Les frais financiers et assurantiels à prendre en compte
Les frais financiers et assurantiels correspondent aux intérêts d’emprunts, aux agios et aux éventuels frais de dossier. Certains calculs retiennent également les fonds propres qui ne sont pas placés. Il ne faut pas oublier les frais d’assurance liés au matériel et le coût de la responsabilité civile. Ce sont principalement les matériels automoteurs qui supportent la charge. « Toutefois, selon les assureurs, les matériels d’une valeur de plus de 40 000 euros peuvent avoir leur propre contrat, explique Sylvain Deseau. D’ailleurs avec les prix d’achat en forte croissance, on peut imaginer que de nombreux outils soient concernés. »
La consommation de carburant en fonction du type de chantier
Il s’agit de déterminer la consommation du moteur en l/h selon le chantier effectué. Pour l’obtenir, certains calculs se fient à des valeurs de référence, telles le coefficient de charge de moteur. « Pour un tracteur de plus de 140 chevaux, il est en moyenne de 35 %, en dessous, on prend comme valeur 50 %, explique Sylvain Deseau. Pour un tracteur au labour, le coefficient est de 70 %, de même pour un automoteur de récolte. Celui retenu pour un automoteur de pulvérisation équivaut à 40 %. »
Il faut ensuite multiplier ce coefficient par la consommation référente d’un moteur (0,22 l/h) et sa puissance. Le taux de charge du moteur ainsi que sa consommation référente sont issus des moyennes des bancs d’essais et des données du terrain. Une fois la consommation du moteur estimée, il suffit d’y ajouter le prix du carburant. Dans certains cas, il peut prendre en compte le coût de l’AdBlue.

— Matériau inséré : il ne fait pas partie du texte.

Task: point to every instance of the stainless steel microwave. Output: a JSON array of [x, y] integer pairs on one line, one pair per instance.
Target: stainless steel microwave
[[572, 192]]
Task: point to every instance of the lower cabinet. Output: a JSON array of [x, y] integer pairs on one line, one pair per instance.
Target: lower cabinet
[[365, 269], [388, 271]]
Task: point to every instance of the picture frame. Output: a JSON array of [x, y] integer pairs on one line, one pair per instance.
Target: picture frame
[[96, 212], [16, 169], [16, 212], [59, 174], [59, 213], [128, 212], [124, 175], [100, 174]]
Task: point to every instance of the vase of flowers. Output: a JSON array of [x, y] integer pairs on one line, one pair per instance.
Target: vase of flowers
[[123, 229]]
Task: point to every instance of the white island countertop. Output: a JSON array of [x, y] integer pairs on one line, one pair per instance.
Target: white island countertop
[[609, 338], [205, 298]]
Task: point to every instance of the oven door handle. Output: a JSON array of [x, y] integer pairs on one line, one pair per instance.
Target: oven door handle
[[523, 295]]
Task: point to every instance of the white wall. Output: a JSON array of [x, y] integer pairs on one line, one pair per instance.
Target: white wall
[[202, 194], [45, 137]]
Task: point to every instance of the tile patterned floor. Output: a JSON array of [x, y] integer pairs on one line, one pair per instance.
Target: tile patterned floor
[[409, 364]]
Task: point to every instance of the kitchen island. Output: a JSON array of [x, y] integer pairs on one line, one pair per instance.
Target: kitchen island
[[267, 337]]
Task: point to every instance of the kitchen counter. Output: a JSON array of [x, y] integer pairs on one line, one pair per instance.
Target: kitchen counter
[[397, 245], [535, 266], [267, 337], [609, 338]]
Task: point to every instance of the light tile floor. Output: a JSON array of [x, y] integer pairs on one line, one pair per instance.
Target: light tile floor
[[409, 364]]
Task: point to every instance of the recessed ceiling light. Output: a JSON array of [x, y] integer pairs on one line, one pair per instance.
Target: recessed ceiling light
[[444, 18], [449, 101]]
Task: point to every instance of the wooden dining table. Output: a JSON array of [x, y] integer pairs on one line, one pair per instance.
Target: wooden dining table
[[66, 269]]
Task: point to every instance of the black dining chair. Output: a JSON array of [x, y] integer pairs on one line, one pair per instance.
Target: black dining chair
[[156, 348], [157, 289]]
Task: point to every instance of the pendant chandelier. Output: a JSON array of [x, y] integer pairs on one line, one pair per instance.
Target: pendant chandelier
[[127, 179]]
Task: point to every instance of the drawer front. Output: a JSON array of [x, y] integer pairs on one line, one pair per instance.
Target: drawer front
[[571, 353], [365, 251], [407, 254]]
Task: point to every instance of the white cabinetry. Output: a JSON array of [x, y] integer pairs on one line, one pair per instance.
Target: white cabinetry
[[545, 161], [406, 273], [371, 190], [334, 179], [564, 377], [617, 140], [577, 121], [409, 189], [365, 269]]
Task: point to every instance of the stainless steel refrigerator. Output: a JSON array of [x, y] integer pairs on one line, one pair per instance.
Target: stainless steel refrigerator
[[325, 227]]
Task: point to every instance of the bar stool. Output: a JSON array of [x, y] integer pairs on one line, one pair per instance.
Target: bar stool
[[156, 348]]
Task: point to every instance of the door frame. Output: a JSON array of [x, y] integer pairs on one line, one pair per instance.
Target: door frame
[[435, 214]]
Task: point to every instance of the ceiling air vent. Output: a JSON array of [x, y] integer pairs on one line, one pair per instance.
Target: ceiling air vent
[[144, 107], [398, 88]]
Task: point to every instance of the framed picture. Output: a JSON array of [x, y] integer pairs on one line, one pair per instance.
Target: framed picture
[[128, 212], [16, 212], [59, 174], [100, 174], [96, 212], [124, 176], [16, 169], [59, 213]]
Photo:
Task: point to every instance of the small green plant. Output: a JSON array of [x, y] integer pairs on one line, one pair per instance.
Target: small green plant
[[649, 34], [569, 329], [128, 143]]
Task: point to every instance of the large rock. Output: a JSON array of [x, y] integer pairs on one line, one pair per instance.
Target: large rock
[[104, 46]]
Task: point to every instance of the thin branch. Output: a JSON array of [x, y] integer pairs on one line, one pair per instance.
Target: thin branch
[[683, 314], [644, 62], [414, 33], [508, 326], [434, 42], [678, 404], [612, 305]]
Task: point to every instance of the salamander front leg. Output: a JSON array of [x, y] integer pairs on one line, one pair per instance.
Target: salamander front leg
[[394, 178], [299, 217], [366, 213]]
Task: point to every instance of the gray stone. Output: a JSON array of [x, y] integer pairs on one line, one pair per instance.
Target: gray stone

Des frais d’entretien amortis
Il ne faut pas oublier dans le calcul du coût de chantier les frais de réparation et d’entretien, parfois élevés. Dans la notice du barème d’entraide, les conseillers des chambres d’agriculture estiment que « les vidanges du moteur sont faites toutes les 400 heures et celles pour les transmissions, toutes les 1 000 heures. » Pour cela, il suffit d’ajouter les frais d’entretien et de réparation cumulés dans l’année pour le matériel. « Seuls les frais de pneumatiques, plutôt importants, sont amortis sur leur durée de vie, afin de ne pas fausser le calcul », précise Sylvain Deseau.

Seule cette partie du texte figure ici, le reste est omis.